Sajjan Jindal’s JSW Steel, along with three consortium partners, including the owner of the Luxottica Group, has submitted a final bid for Italy’s loss-making 10-million-tonne steel plant, Ilva.
The JSW consortium will be pitted against the one led by ArcelorMittal and Italian steel-processing major Marcegaglia.
The bid value is not known but is likely to be around $1 billion. The deadline, as of now, for submitting bids is March 4, which is when the Italian government is expected to take a decision.
According to the contours of the arrangement between the consortium partners, it is understood that JSW would hold around a 35 per cent stake in the combined entity.
The balance will be held by financial investor CDP, businessman Leonardo Del Vecchio and Italian steelmaker Arvedi.
The net worth of Del Vecchio, founder and chairman of the Luxottica Group, owner of brands such as Ray-Ban and Oakley, is pegged at $17.9 billion.
The operational management of the plant would, however, be with JSW, said sources close to the development. An email sent to JSW went unanswered.
Ilva, which was rated one of the most polluting steel plants of Europe, was nationalised in 2015, temporarily, in the hope of finding a new owner.
The plant, in Taranto in southern Italy, employs more than 14,000 people, and had been under special administration since 2013, when its owners were accused of failing to prevent toxic emissions.
According to reports, some of the environmental hazards caused by Ilva, allegedly, included the deaths of 386 local residents between 1998 and 2010 owing to exposure to toxic emissions.
Industry observers said the new owners of Ilva would, therefore, not only have to invest in turning around the plant but will also have to implement the environmental standards and regulations prevalent in the European Union.

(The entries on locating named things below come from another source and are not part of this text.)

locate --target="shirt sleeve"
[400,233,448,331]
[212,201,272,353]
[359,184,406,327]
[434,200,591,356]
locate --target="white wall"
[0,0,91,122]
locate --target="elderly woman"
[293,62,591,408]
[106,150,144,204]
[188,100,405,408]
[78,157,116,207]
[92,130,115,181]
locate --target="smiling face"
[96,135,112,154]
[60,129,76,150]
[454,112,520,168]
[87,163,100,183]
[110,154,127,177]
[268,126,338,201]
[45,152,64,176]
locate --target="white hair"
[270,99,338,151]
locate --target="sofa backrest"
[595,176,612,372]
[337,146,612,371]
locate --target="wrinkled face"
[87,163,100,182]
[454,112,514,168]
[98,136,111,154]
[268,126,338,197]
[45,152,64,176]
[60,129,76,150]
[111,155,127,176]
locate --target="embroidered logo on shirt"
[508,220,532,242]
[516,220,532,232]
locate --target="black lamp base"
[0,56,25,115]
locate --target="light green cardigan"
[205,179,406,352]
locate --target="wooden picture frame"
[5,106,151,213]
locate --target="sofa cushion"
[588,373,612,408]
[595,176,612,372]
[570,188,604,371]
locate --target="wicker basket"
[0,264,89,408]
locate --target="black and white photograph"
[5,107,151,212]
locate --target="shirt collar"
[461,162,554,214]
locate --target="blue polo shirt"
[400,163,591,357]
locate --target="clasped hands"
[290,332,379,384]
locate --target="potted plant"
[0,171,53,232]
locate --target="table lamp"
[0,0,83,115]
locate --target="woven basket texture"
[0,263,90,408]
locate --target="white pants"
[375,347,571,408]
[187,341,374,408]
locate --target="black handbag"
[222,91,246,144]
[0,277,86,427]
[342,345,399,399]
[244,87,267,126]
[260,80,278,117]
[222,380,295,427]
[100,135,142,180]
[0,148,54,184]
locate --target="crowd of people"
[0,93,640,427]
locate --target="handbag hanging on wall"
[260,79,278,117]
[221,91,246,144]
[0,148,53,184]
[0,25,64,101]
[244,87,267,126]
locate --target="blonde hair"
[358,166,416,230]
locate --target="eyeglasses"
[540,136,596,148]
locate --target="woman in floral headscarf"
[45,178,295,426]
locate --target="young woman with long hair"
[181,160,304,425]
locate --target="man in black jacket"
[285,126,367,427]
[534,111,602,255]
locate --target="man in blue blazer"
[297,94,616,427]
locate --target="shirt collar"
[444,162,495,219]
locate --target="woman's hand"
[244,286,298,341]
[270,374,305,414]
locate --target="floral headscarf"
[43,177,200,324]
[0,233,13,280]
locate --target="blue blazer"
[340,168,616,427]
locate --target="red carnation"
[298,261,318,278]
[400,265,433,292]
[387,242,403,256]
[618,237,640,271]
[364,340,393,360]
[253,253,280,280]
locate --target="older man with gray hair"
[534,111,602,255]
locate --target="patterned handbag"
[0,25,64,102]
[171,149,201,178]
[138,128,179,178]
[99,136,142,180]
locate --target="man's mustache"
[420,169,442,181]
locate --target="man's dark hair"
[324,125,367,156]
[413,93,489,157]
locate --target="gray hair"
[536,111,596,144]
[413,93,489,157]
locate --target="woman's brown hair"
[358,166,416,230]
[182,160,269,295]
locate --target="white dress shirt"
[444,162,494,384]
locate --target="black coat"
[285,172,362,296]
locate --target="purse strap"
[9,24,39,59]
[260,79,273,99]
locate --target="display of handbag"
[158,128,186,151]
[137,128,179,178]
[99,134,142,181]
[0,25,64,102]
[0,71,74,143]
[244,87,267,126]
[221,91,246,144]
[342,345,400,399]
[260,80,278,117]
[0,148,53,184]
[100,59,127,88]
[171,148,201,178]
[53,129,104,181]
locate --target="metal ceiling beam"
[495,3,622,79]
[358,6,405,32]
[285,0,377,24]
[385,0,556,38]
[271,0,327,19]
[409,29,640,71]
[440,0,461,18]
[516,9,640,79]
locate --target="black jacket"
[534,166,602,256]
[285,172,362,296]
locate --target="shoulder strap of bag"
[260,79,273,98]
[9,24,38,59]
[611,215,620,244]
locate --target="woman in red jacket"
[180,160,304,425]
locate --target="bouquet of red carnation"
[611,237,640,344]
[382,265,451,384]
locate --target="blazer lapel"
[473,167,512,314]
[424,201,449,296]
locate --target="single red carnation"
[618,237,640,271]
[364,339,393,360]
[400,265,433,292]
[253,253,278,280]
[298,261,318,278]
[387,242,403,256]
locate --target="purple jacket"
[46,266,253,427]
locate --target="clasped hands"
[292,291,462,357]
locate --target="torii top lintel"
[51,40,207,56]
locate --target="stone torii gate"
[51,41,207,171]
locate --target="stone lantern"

When the ArcelorMittal-Marcegaglia combine offered to buy the plant in June, it had said that it would install the best available technology to bring Ilva in line with European environmental standards and legislation.
After all, with all its problems, Ilva is a vital asset in the Italian steel chain. It is said that at full capacity the plant could produce as much as Bulgaria, Greece, Hungary, Croatia, Slovenia, Romania and Luxembourg would do together. There could be other contenders for the plant but the lead buyers for Ilva are the ArcelorMittal and JSW-CDP consortia. Within the JSW-CDP consortium, what may have worked in JSW’s favour to get the operational management of the plant, in case the bid swings the consortium’s way, is the experience of turning around Ispat. JSW Steel acquired Ispat Industries in 2010.
By 2012, when JSW Ispat was merged with JSW Steel, JSW Ispat had been brought out of corporate debt restructuring through an enhanced ability to pay interest and was Ebitda (earnings before interest, tax, depreciation and amortisation)-positive. However, even if Ilva doesn’t work out, JSW has other targets. It is the sole bidder for a controlling stake in Monnet Ispat Energy, through the strategic debt restructuring route. Also, it has approached lenders to take over the debt of Delhi-based Bhushan Steel.